The audience chamber lay at the top of the second flight of stairs. The sweep of the main hall lay behind him, and Lavin heard the sounds of men massing there. He would not give them the satisfaction of seeing him turn to look, but he knew they were there to kill him at the slightest signal. More soldiers flanked the entrance to the audience chamber. They had taken his weapons at the palace gate, but obviously still feared an assassination attempt.
Two men carrying halberds stepped in front of him at the door. One of them scowled, and said, “She insists on seeing you alone. None of us trusts you for a second, general. I’m going to be waiting with my hand on the door handle, and the archers’ bows will be cocked. If we hear the slightest sound we don’t like, you’ll be dead in a second. Do you understand?”

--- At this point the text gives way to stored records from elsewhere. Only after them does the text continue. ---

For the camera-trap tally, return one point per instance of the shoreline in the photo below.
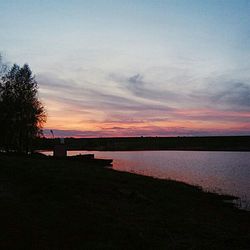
(68, 204)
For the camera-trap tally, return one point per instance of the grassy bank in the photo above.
(57, 204)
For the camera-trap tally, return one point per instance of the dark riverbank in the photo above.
(58, 204)
(212, 143)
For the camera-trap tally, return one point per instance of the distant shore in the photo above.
(212, 143)
(49, 203)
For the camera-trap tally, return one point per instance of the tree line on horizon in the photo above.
(22, 114)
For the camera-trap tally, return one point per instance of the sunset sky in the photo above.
(135, 67)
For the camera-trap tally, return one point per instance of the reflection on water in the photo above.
(223, 172)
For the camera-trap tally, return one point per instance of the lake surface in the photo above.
(222, 172)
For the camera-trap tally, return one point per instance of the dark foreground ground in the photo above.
(57, 204)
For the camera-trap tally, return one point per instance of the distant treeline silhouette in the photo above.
(218, 143)
(22, 114)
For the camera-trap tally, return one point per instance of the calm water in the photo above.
(223, 172)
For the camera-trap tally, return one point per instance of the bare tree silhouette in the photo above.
(22, 114)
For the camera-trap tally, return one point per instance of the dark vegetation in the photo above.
(47, 203)
(22, 114)
(234, 143)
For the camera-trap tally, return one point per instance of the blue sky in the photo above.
(135, 67)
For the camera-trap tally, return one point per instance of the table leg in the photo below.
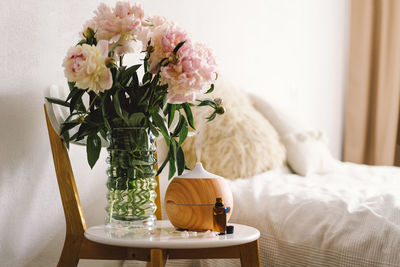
(158, 258)
(249, 254)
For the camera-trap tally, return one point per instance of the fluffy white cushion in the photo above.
(240, 143)
(307, 150)
(307, 153)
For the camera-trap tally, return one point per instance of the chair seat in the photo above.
(166, 237)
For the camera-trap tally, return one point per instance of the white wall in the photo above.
(293, 52)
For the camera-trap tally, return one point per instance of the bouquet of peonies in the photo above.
(175, 71)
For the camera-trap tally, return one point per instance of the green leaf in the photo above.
(207, 102)
(118, 108)
(111, 51)
(211, 117)
(164, 163)
(65, 136)
(184, 132)
(68, 125)
(154, 130)
(136, 119)
(171, 113)
(75, 103)
(211, 89)
(104, 113)
(147, 77)
(178, 46)
(159, 122)
(172, 167)
(180, 160)
(128, 73)
(189, 114)
(93, 147)
(179, 126)
(57, 101)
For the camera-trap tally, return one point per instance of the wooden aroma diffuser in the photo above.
(190, 199)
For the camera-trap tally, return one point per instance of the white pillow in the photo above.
(308, 153)
(307, 150)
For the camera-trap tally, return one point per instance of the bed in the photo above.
(315, 210)
(348, 217)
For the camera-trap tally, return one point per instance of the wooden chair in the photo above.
(77, 246)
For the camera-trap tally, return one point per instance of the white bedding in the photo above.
(349, 217)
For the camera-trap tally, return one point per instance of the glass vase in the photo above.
(131, 178)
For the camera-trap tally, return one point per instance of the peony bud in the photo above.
(220, 110)
(88, 33)
(110, 62)
(173, 59)
(218, 101)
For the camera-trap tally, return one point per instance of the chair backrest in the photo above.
(75, 221)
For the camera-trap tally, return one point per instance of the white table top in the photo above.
(165, 236)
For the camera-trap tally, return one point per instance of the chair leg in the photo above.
(70, 253)
(158, 258)
(249, 254)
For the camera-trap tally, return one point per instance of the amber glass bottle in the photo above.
(219, 217)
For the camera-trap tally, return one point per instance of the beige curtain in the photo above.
(373, 96)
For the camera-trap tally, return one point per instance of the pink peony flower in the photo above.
(164, 39)
(120, 25)
(193, 73)
(190, 71)
(86, 65)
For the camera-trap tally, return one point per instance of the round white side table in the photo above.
(167, 243)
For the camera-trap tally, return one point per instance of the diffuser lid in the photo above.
(199, 172)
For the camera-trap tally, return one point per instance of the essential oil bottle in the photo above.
(219, 217)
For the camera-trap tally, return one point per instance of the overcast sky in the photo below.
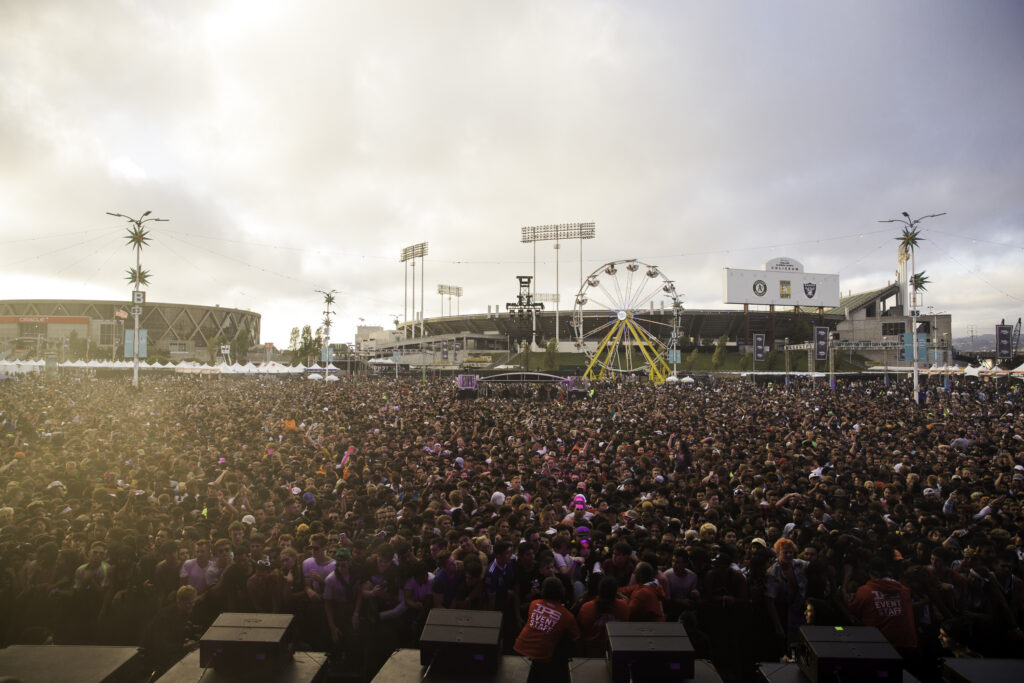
(300, 145)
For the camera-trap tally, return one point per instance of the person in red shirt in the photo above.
(645, 595)
(597, 612)
(886, 604)
(547, 623)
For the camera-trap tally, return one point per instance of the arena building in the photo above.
(32, 327)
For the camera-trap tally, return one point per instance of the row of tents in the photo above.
(183, 368)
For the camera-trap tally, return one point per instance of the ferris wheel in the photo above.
(626, 318)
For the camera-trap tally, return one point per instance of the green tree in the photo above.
(718, 358)
(551, 354)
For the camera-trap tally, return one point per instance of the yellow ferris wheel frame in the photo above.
(657, 369)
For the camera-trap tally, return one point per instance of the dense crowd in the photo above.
(741, 510)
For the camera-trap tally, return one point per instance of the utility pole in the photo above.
(908, 244)
(558, 232)
(411, 253)
(137, 238)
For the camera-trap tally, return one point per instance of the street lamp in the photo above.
(450, 290)
(137, 238)
(908, 243)
(410, 254)
(557, 232)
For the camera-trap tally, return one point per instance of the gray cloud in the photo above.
(300, 145)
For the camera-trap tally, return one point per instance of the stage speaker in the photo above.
(596, 671)
(462, 640)
(983, 671)
(643, 651)
(838, 654)
(240, 641)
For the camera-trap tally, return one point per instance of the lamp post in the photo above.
(557, 232)
(450, 290)
(137, 238)
(410, 254)
(908, 243)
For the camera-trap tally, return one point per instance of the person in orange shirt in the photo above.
(886, 604)
(595, 613)
(547, 623)
(645, 595)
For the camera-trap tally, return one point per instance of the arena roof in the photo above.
(165, 322)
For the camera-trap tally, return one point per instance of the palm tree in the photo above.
(138, 278)
(137, 238)
(920, 282)
(908, 242)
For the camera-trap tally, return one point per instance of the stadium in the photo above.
(33, 327)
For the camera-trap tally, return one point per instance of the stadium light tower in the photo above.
(451, 291)
(137, 238)
(411, 253)
(908, 242)
(557, 232)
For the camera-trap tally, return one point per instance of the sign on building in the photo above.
(782, 283)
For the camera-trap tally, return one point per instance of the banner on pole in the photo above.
(760, 353)
(1004, 342)
(907, 350)
(130, 343)
(820, 343)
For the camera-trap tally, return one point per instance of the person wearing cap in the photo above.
(681, 586)
(316, 568)
(785, 586)
(644, 595)
(541, 640)
(342, 601)
(886, 604)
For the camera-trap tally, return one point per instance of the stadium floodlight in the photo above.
(557, 232)
(451, 291)
(409, 256)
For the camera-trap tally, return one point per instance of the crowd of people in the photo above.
(741, 510)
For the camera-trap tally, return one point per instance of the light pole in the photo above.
(410, 254)
(908, 243)
(557, 232)
(137, 238)
(450, 290)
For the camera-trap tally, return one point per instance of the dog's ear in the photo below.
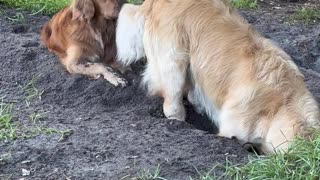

Lavin glared back. “I understand,” he said tightly. His heart was pounding, but not because he was afraid of this man, or in fact of any man. Again, he felt himself becoming disembodied, and strove to breathe deeply to anchor himself in the moment.
The door opened. Lavin took one step forward, then another. And then he was inside the room.
The hall looked exactly as it had that other time. The weight of memory threatened to crush him for a moment; he blinked, and saw the queen.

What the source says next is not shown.